Before the solutions section, we take look at how modern farming and environmental stress levels have made it difficult to get enough magnesium from diet alone.

++ Helpful tip
This page has a lot of powerful info to help you resolve your problems. 

If you’re busy or want to understand things better, please read each section’s quick summary.

1. DNA's purpose, & healthy newborns:

We are made of protein

Different body parts get their unique shape and function from the special cells they are made of:  Heart cells are different from brain cells, which are different from kidney cells, and from skin cells, liver cells, and so on.  What gives different groups of cells their unique properties?

The proteins they are made of: Proteins make up our physical body.

Quick fact: our cells constantly create their own proteins daily (using amino acid building blocks from the protein we eat) to regenerate and physically maintain themselves and thus our body.

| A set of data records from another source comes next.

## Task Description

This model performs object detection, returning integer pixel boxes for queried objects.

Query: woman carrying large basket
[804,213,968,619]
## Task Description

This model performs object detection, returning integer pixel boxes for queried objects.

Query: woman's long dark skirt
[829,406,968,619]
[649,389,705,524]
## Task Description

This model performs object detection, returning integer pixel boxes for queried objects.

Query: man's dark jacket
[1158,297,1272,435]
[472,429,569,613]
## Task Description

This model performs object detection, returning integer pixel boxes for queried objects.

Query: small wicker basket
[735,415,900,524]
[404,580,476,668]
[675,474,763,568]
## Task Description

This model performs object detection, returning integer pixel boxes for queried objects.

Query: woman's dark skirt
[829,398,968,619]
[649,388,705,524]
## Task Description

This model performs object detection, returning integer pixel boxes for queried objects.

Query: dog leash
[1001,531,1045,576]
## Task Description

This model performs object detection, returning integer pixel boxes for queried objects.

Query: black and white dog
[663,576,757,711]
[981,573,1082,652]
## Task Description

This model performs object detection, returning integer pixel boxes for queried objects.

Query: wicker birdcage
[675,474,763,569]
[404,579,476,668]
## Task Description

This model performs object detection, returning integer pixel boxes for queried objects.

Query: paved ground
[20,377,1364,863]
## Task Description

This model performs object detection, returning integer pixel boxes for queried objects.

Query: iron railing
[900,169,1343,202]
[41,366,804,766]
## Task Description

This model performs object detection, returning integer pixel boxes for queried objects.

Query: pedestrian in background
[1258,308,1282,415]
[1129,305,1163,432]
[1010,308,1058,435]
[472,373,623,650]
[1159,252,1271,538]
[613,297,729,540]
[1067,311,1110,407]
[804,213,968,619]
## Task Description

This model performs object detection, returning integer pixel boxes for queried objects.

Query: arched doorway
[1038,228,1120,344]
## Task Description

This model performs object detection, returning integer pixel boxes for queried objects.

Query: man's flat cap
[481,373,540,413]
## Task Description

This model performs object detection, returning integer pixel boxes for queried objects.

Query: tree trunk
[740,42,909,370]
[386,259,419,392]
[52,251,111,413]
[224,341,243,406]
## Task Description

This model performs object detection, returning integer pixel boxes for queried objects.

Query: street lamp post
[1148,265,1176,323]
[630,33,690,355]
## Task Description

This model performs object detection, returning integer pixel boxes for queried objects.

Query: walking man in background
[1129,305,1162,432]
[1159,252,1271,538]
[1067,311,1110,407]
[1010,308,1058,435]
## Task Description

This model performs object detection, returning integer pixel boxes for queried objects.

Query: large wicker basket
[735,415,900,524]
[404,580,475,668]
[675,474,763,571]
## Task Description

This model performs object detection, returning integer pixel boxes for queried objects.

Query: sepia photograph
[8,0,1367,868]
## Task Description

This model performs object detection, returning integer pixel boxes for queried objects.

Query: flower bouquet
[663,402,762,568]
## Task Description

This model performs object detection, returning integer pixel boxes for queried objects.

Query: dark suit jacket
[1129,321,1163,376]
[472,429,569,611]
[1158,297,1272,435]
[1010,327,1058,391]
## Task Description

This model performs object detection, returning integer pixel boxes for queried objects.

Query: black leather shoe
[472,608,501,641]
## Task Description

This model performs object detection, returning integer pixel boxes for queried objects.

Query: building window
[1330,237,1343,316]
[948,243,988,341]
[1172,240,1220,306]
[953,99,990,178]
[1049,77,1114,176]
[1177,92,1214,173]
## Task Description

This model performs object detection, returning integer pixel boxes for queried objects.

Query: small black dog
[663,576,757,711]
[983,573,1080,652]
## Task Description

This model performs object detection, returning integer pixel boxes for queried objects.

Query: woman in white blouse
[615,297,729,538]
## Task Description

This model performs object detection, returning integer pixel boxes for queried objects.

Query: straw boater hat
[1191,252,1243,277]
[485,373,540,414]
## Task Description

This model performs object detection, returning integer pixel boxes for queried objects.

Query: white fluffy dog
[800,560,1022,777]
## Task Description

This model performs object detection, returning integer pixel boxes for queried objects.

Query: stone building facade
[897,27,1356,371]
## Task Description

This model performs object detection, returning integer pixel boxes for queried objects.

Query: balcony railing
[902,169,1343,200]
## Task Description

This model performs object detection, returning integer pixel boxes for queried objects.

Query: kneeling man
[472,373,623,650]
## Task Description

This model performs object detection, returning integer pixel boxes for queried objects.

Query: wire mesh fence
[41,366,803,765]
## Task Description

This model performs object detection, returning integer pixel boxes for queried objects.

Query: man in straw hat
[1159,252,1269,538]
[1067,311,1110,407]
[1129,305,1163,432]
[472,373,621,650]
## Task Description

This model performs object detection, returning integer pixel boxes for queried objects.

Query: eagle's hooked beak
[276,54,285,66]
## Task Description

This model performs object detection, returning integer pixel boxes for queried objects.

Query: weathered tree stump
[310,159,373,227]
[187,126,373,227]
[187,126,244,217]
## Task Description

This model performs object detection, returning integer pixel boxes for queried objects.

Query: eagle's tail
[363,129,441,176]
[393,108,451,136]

This process of making proteins is called protein synthesis and it starts with DNA:

DNA: The protein manual

Each cell’s DNA is a set of instructions called genes, which show our cells which amino acid building blocks to use to make the proper proteins. Avoiding disease is impossible without:

  1. Our cells’ ability to use genetic instructions to make proteins.
  2. Keeping our DNA and genes intact.

The more these two processes break down, the more problems we can see in practically any area of our body. If left unresolved, DNA damage and malfunction can eventually lead to major diseases like cancer, as well as negative health effects on our new born children as they inherit genes that we have damaged or negatively altered during our lifetime:


Do you want a healthy newborn?

Scientists now agree that our lifestyles change the genes we give our kids, debunking the idea that genes are set in stone.[2-4] Simply put, our behavior can create conditions in our cells that damage their genes, [5] and this damaged DNA can be passed down when a baby is conceived.

If you want to give your baby healthy genes, magnesium’s role in DNA is essential, as genetic scientist Dr. Andrea Hartwig explains:

“Besides its stabilizing effect on DNA and chromatin structure, magnesium is an essential cofactor in almost all enzymatic systems involved in DNA processing.” [1]

To get a better feel for how our DNA needs magnesium to maintain our physical body, watch the short video below [v1]:

1. Summary
Every body part is made of special cells that are made of special proteins. Each cell’s DNA is its instruction manual to make the proteins it needs.

Basically, every body part is made of different proteins, and the genes we pass on to our kids are the instructions for their cells to make proteins.

Be careful: unhealthy habits damage the genes we pass on to our kids!

2. Magnesium lets genes work:

When we eat protein, it is broken down into amino acids which then enter into our bloodstream, and then into our cells. When cells read the sequence of bases in their DNA code, they see which of their amino acids to assemble into the protein they need. It’s simple:

Every three bases (also called nucleotides) in the DNA sequence give the cell a code for one amino acid.  Watch this video, it makes it easy to imagine:

The process of converting genes into proteins which we watched above, is called protein synthesis. It has two main parts:

  1. The cell makes a duplicate from a section of DNA, and turns it into an mRNA: an instruction manual to make a protein.
  2. The mRNA leaves the nucleus, where an enzyme called a ribosome scans the mRNA’s instructions and assembles all the amino acids needed to make the protein.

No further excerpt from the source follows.